DENPASAR-Pernyataan gubernur Bali Wayan Koster menyetop atau tidak lagi menyosialisasikan program KB (Keluarga Berencana) dengan dua anak cukup di Bali menuai banyak respon.
Bukan hanya menyetop, Koster juga meminta dan berharap agar masyarakat Bali memiliki empat anak.
Alasan Koster, harapan itu agar kultur masyarakat Bali supaya tidak hilang.
“Jadi nama Nyoman (anak ketiga) dan Ketut (anak keempat) supaya tidak hilang. Kenapa ? karena itu merupakan kultur Bali. Coba lihat nggak ada di KTP awalan Nyoman dan Ketut. Sedikit. Dosa sama leluhur. Leluhur memberikan kita begini kok mau mau vasektomi aduh bodonya. Jangan mau,” tegas Koster.

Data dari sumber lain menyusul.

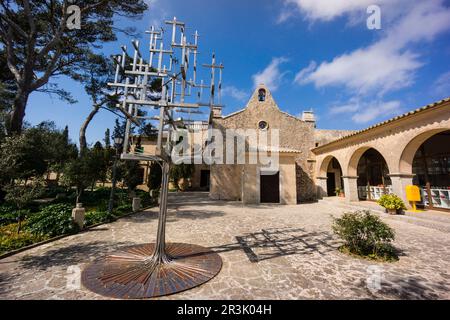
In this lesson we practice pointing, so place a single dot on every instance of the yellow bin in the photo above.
(413, 196)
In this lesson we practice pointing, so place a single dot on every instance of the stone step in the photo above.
(433, 221)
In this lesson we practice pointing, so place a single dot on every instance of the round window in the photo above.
(263, 125)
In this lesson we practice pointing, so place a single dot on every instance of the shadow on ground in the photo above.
(71, 254)
(277, 242)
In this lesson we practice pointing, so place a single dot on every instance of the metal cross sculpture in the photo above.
(156, 269)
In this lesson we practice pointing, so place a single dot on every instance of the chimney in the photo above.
(217, 112)
(308, 116)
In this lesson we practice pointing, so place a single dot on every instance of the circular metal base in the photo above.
(132, 274)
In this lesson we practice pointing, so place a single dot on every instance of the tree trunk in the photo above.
(18, 113)
(83, 143)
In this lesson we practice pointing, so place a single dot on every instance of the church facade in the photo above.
(413, 148)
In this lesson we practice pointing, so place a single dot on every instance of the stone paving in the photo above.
(268, 252)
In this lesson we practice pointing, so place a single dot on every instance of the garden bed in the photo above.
(52, 221)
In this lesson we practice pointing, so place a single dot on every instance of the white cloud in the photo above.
(441, 85)
(302, 74)
(362, 112)
(271, 76)
(374, 111)
(388, 64)
(235, 93)
(351, 107)
(327, 10)
(157, 12)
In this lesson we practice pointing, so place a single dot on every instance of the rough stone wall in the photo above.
(293, 133)
(325, 136)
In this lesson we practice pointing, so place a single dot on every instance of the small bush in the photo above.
(10, 240)
(53, 220)
(391, 201)
(7, 215)
(123, 209)
(365, 235)
(95, 217)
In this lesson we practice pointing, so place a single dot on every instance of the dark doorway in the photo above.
(270, 188)
(431, 169)
(331, 184)
(205, 176)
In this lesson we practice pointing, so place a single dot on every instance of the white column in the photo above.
(351, 188)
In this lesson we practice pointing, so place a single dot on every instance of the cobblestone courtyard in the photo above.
(268, 252)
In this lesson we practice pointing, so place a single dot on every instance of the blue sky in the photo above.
(313, 54)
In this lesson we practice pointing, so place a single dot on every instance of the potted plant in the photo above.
(393, 203)
(339, 192)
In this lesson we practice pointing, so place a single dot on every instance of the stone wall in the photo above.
(293, 134)
(324, 136)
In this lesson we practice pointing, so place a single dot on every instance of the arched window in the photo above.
(262, 95)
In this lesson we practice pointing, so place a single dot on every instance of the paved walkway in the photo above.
(268, 252)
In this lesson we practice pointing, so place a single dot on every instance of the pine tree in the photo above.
(107, 139)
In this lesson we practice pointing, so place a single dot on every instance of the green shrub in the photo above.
(146, 200)
(53, 220)
(123, 209)
(7, 215)
(96, 217)
(10, 240)
(391, 201)
(365, 235)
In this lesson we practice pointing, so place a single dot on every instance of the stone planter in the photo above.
(78, 214)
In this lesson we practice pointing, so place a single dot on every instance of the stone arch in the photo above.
(408, 153)
(323, 171)
(324, 165)
(352, 166)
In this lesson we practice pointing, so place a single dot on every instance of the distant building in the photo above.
(413, 148)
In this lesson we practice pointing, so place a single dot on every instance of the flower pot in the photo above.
(392, 211)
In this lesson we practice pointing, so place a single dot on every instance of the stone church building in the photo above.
(413, 148)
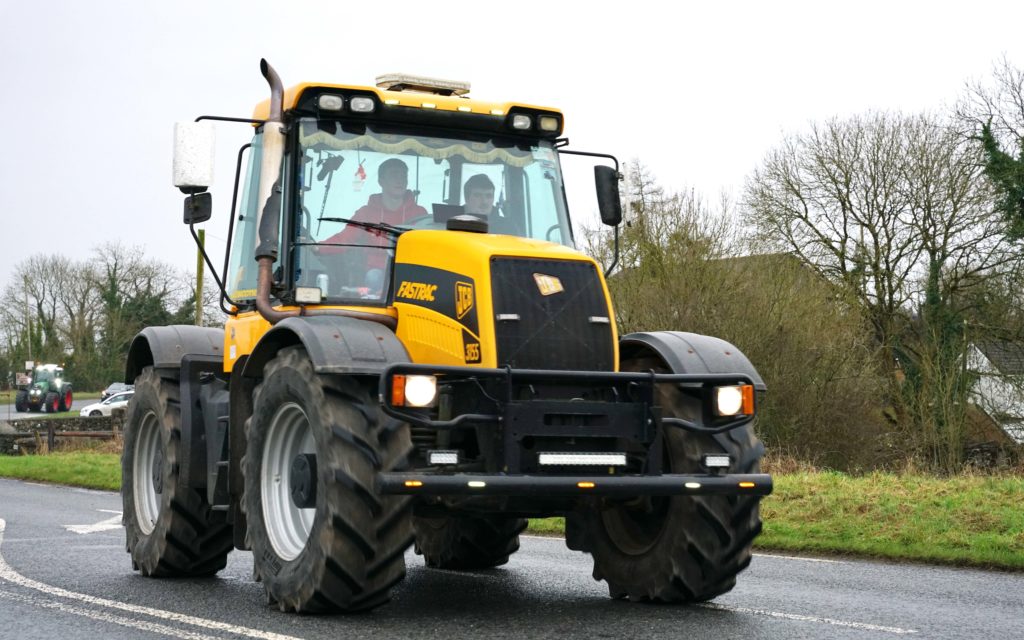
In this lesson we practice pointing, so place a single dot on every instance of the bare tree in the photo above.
(683, 270)
(895, 208)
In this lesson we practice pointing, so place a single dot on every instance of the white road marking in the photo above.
(9, 574)
(107, 617)
(807, 619)
(779, 614)
(104, 525)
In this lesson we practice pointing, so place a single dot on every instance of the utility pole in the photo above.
(28, 320)
(199, 278)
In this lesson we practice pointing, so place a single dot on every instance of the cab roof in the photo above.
(409, 98)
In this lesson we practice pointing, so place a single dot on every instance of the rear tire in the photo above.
(170, 529)
(683, 548)
(323, 539)
(467, 543)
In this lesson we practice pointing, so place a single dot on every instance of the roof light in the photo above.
(361, 104)
(521, 122)
(330, 102)
(548, 123)
(408, 82)
(308, 295)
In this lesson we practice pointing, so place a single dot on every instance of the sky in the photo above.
(698, 92)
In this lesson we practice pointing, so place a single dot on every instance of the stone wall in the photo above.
(17, 436)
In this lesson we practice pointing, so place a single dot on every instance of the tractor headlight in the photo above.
(734, 400)
(414, 390)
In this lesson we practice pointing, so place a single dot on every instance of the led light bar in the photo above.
(442, 458)
(716, 461)
(589, 460)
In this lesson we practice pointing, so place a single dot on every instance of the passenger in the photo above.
(478, 194)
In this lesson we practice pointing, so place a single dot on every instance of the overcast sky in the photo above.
(697, 91)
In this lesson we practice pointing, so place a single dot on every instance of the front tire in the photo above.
(170, 529)
(50, 402)
(467, 543)
(683, 548)
(323, 539)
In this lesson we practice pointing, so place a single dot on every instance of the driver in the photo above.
(479, 196)
(394, 205)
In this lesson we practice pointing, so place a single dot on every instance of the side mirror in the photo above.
(194, 156)
(199, 207)
(607, 195)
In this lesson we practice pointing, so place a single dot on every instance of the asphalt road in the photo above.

Bahkan tak hanya itu, menurutnya dengan program KB dua anak cukup, penduduk sedikit rugi. Karena penganggaran pusat semuanya berdasarkan jumlah penduduk.

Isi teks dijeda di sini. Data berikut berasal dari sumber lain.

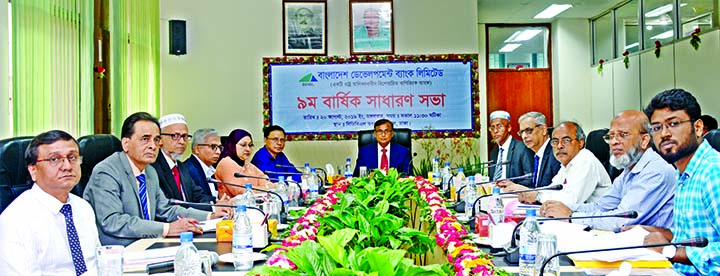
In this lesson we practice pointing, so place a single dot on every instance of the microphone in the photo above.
(694, 242)
(169, 265)
(556, 187)
(512, 256)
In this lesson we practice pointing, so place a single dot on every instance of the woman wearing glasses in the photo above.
(235, 158)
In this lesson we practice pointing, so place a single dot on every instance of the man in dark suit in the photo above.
(206, 148)
(174, 177)
(515, 158)
(534, 132)
(384, 154)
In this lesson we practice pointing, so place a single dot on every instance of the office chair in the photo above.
(94, 148)
(14, 176)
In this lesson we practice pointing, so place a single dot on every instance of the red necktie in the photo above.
(383, 160)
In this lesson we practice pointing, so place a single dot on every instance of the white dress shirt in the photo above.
(33, 235)
(584, 180)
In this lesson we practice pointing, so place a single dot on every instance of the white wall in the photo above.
(219, 82)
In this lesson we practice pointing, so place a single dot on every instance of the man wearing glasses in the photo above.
(677, 132)
(384, 154)
(583, 177)
(175, 179)
(271, 159)
(59, 237)
(646, 185)
(206, 150)
(124, 190)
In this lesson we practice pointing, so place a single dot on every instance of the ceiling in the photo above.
(523, 11)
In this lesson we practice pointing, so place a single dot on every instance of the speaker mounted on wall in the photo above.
(177, 37)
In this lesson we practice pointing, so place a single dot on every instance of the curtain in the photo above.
(52, 73)
(134, 59)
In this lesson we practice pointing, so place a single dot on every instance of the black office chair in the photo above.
(94, 148)
(14, 176)
(713, 137)
(401, 136)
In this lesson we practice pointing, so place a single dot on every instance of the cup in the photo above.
(109, 260)
(547, 246)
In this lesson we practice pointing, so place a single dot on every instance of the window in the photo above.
(697, 14)
(659, 21)
(602, 28)
(509, 47)
(627, 28)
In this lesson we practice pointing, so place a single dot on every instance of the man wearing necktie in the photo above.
(125, 193)
(60, 238)
(384, 154)
(512, 158)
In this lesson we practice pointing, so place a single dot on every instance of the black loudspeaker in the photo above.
(177, 37)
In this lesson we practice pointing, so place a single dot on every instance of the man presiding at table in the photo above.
(125, 193)
(646, 185)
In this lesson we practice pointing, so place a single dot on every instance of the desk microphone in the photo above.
(170, 265)
(512, 252)
(694, 242)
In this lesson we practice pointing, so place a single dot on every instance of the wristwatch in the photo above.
(669, 251)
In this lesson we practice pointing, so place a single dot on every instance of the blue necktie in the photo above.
(143, 196)
(73, 241)
(535, 169)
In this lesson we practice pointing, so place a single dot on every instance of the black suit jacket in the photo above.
(548, 168)
(197, 174)
(193, 193)
(520, 160)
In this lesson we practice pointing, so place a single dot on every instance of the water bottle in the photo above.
(470, 195)
(242, 240)
(312, 193)
(446, 176)
(187, 260)
(348, 168)
(528, 243)
(248, 197)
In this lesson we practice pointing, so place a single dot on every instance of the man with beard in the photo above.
(646, 185)
(677, 132)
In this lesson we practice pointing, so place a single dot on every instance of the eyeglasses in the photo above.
(277, 140)
(529, 130)
(658, 127)
(565, 141)
(177, 136)
(57, 160)
(213, 147)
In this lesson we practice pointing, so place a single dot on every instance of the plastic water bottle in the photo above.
(470, 195)
(248, 196)
(528, 243)
(242, 240)
(446, 176)
(348, 168)
(187, 260)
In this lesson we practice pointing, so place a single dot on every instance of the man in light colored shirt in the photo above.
(47, 230)
(646, 185)
(206, 148)
(583, 177)
(125, 193)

Seperti Dana Alokasi Umum, dan bantuan operasional skeolah (BOS) berpatokan dengan jumlah siswa.
“ Jangan ribut-ribut dua anak cukup. Zaman dulu di desa di Badung dengan nanam bunga cempaka anaknya enam jadi dokter semua,” contohnya.
“ Empat, empat kalau bisa. Kalau umur lewat nggak bisa nikah sudah tua seperti saya. Sing nyidang ngalih papat (tidak bisa cari empat) yang penting jangan diwajibkan dua yen nyidang papat yen nyidang lima lima atau enam (kalau bisa empat ya empat, kalau bisa lima ya lima atau enam,” sambungnya.
Pihaknya mengaku berani keras menolak program pusat ini karena dengan alasan tidak ingin menghilangkan budaya.
Dan juga agar tak terjadi definisit penduduk dikemudian hari.
Hal itu Ia akui secara terbuka dan berani menentang kebijakan tersebut yang ada dari zaman Soeharto itu.
Sehingga, Ia meminta Badan Kependudukan dan Keluarga Berencana Nasional (BKKBN) atau guru agar tidak lagi memberikan sosialisasi dua anak cukup.